WHEN TIME'S John McPhee telephoned London to notify Richard Burton that he would be on our cover, Burton agreed on the condition that McPhee do all the interviewing of him as well as the writing. The proposition was unique, but not unprecedented, so off to London went McPhee, who as a student at Cambridge University had watched Burton play Caliban, Sir Toby Belch and Hamlet. They came to know each other during the out-of-town tryouts of Camelot, while McPhee was doing the cover story on Playwright Lerner and Composer Lowe, and after the New York opening McPhee would drop in occasionally at Burton's dressing room, liking to listen to the actor's vividly intelligent views on everything from baseball to bad 19th century poets.

In London, spending hours on the set or at the Dorchester Hotel inter viewing Burton, McPhee became a competitor with Elizabeth Taylor for Burton's time. She retaliated by making herself what McPhee calls "an amiable nuisance. Her behavior reminded me of my middle daughter--not the older one, who is nearly five--but the middle one, Sarah, who is nearly three." Curling up her nose, Elizabeth Taylor would say, "I was on the cover of TIME when I was 16 years old" (actually when she was 17).

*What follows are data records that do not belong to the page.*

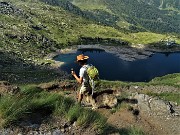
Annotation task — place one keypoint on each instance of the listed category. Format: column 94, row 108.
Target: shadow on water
column 113, row 68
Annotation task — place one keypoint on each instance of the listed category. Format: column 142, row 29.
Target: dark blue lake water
column 113, row 68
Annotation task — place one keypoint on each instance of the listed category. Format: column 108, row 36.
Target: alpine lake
column 113, row 68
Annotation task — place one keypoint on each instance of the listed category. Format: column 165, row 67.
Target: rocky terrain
column 151, row 114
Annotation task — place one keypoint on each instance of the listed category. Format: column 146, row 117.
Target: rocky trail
column 152, row 115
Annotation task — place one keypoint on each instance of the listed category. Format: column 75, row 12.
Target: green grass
column 168, row 96
column 31, row 99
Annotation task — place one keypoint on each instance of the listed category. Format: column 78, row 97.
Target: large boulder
column 153, row 105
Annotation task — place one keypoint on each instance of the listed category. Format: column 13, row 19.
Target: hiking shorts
column 85, row 90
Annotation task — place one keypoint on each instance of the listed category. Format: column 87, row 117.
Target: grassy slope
column 60, row 27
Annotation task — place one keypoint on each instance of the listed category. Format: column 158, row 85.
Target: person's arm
column 79, row 79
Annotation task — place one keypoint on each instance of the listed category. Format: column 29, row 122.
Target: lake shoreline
column 126, row 53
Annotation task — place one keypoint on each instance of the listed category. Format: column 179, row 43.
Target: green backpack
column 93, row 75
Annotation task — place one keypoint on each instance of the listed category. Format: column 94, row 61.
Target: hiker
column 83, row 78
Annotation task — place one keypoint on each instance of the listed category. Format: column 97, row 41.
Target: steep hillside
column 163, row 4
column 134, row 15
column 33, row 29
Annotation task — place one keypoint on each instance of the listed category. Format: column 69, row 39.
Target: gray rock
column 153, row 105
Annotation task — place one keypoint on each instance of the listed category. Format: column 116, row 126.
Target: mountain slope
column 137, row 14
column 33, row 29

Burton obligingly called up his family in Pontrhydyfen and told them to look after his journalist friend, and in hospitable Welsh fashion they did. Burton had told him how "boys proved their manhood" in Pontrhydyfen by walking across a bridge on an inverted V railing over a 120-ft. gorge and the

Avon River. To prove something or other McPhee had himself photographed on the same railing (see cut) to send to Burton.

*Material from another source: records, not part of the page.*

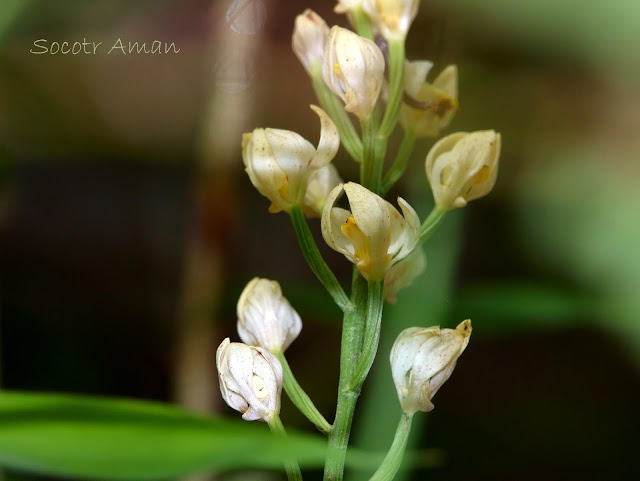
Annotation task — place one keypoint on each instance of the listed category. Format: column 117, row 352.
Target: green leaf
column 96, row 438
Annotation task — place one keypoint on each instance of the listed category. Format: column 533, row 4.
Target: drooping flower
column 353, row 69
column 462, row 167
column 372, row 234
column 428, row 107
column 265, row 317
column 422, row 359
column 250, row 380
column 280, row 162
column 392, row 18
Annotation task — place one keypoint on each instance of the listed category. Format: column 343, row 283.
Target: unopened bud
column 422, row 359
column 265, row 317
column 462, row 167
column 250, row 380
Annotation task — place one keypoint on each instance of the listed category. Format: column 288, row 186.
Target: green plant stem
column 370, row 170
column 300, row 398
column 400, row 162
column 371, row 336
column 335, row 109
column 352, row 334
column 396, row 88
column 361, row 23
column 431, row 223
column 291, row 467
column 392, row 461
column 315, row 260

A journalist is expected to observe with sympathy, but write what he must. McPhee, admiring Burton immensely but finding himself writing of him at a negative time in the actor's life, wound up feeling about his task as Burton did when he first saw the script of Camelot. "I think it can be done," Burton told his wife. "I think that I can just about tightrope it."

The railing is narrow, and the gorge below is deep, but readers can test how well McPhee succeeded in "The Man on the Billboard" in SHOW BUSINESS. He was helped immeasurably by the candor of that most complicated and honest man, Richard Burton. At one point, Elizabeth Taylor warned her friend that he was putting himself in peril by talking so freely to McPhee. By way of answer, Burton turned to McPhee. "You may be as vicious about me as you please. You will only do me justice."